Australian economy continues to slow in latest OECD figures

It could be good news for the economy, but it’s terrible for households.

Disposable income and savings rates have plummeted, according to the OECD’s latest household economics report.

The drop in disposable income suggests inflation continues to grow faster than wages in Australia, adding weight to Allan Fels’ claims that profiteering, not wage growth, was driving inflation.

The fact that household spending hasn’t declined over the same period might give some economists pause for thought. Australians appear to be putting discretionary purchases on their credit cards, instead.

While there was a 0.2% decrease in wages across the OECD, collective GPD increased by 0.3%. In Australia, GDP was flat.

The report said 11 countries saw real wages increase in quarter 3 of 2023.

“Of the 21 OECD countries for which data was available, the other 10 saw decreases. Spain experienced the largest contraction (-2.1%), driven by an increase in taxes on income and wealth,” it said.

“Hungary saw the greatest increase (5.5%), due to strong growth in remuneration of employees, income from self-employment and property income.

“In the United States, despite a 1% increase in real GDP per capita and increases in remuneration of employees and income from self-employment, real household income per capita fell slightly in Q3 (-0.3%). This was mainly due to decreases in government social benefit payments, including Medicaid, and increases in payments of taxes and social insurance contributions.”

Increasing GDP and declining incomes point to a shrinking labour share of national income, suggesting higher profits on the back of lower wages across the OECD, including Australia.

In their latest economic survey of Australia, the OECD said Australia’s economic growth is likely to be sluggish into the future, as government and reserve bank policy continue to battle inflation.

The solutions to this are not intuitive. A spokesperson for the OECD wrote that addressing gender equality and climate change was key to increasing productivity, leading to more jobs and economic growth.

“Gender inequalities in the labour market have been steadily reduced but remain visible. Reforms to tax, childcare, education, social benefits and parental leave would improve labour market opportunities for women, promote more equal sharing of unpaid work between genders and help more vulnerable women, notably single mothers,” they said.

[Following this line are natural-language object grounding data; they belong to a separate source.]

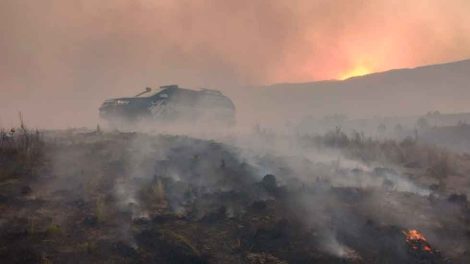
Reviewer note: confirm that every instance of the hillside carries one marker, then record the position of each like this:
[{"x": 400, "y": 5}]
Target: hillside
[{"x": 443, "y": 87}]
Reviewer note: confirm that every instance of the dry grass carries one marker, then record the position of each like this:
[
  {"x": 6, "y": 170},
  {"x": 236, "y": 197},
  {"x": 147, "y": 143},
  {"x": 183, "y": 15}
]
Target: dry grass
[{"x": 21, "y": 152}]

“As the economy decarbonises, workers will need to reallocate from high carbon to low carbon industries. Many occupations integral to the renewable energy transition face national shortages, requiring training programmes focused on reallocating displaced workers and developing the skills for renewable energy jobs.

“Revenue should be raised by reducing exemptions in the goods and services tax and consideration should be given to raising the rate. In addition, further reducing tax concessions on private pensions would more closely align their tax treatment with that of other forms of saving and raise revenues.”